Predator Prey Interactions

Microbial Predator-Prey Interactions Within the Estuarine Microbial Loop

Our predictive understanding of the extent to which the resultant increased atmospheric CO2 concentrations will impact climate change is dependent on the accuracy of global carbon flux models. The goal of this research is to evaluate microbial indicators of carbon cycling in Apalachicola Bay, Fl. This work is a collaborative effort being carried out by an interdisciplinary team of biogeochemists, ecologists, and modelers to characterize the sources, transformations and fate of carbon within the Apalachicola Bay estuary.

Marine dissolved organic matter (DOM) is one of the largest active reservoirs of reduced carbon at the earth’s surface and, to a large extent, as the primary consumers of this DOM, bacterial heterotrophs control its fate via assimilation and remineralization processes. DOM that is assimilated into bacterial biomass is potentially available for trophic transfer via the microbial loop (see figure) and as such must be accounted for in estimates of marine carbon flux. The overall goal of the work presented here was to evaluate how transient changes in both bottom up factors (supply of bulk DOM, i.e. both DOC and DON) and sideways factors transiently influence bacterial community composition and associated functional changes within the predacious guilds using novel approaches such as modified stable isotope probing (SIP) approach (see figure below). An improved understanding of these tightly coupled microbial predator-prey interactions and the effects of DOM supply will lead to a better understanding of carbon cycling processes within the microbial loop in coastal systems. 
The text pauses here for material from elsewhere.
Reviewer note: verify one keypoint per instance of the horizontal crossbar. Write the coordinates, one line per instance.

The overall goal of this research is to evaluate microbial indicators of carbon cycling in Apalachicola Bay, a shallow bar-built sub-tropical estuary located in the northeastern Gulf of Mexico.  
 

 

We studied bacterial community over a tidal cycle in an attempt to identify triggers behind community succession. Our data indicated that bacterial community is very dynamic and predator-prey dynamics shift transiently over short term potentially influenced by salinity, hydrology and sideways control factors such as obligate predation by Bdellovibrio and like organisms (BALOs).